Eckdaten zu den Projekten „Isabella“ und „Isabella 2.0“
Die insgesamt 6-jährigen Forschungs- und Entwicklungsarbeiten umfassten zwei Projekte: „Isabella“ („Automobillogistik im See- und Binnenhafen: Interaktive und simulationsgestützte Betriebsplanung, dynamische und kontextbasierte Steuerung der Gerät- und Ladungsbewegungen“) und „Isabella 2.0“ („Automobillogistik im See- und Binnenhafen: Integrierte und anwenderorientierte Steuerung der Gerät- und Ladungsbewegungen durch künstliche Intelligenz und eine virtuelle Schulungsanwendung“).

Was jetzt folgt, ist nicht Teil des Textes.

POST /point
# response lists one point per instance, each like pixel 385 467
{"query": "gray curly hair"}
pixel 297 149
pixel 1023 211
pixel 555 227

Die beiden Isabella-Projekte hatten einen Gesamtumfang von 7,3 Millionen Euro und wurden vom Bundesministerium für Digitales und Verkehr (BMDV, zuvor BMVI) im Programm für Innovative Hafentechnologien (IHATEC) mit gesamt 5,1 Millionen Euro gefördert sowie vom Projektträger TÜV Rheinland begleitet.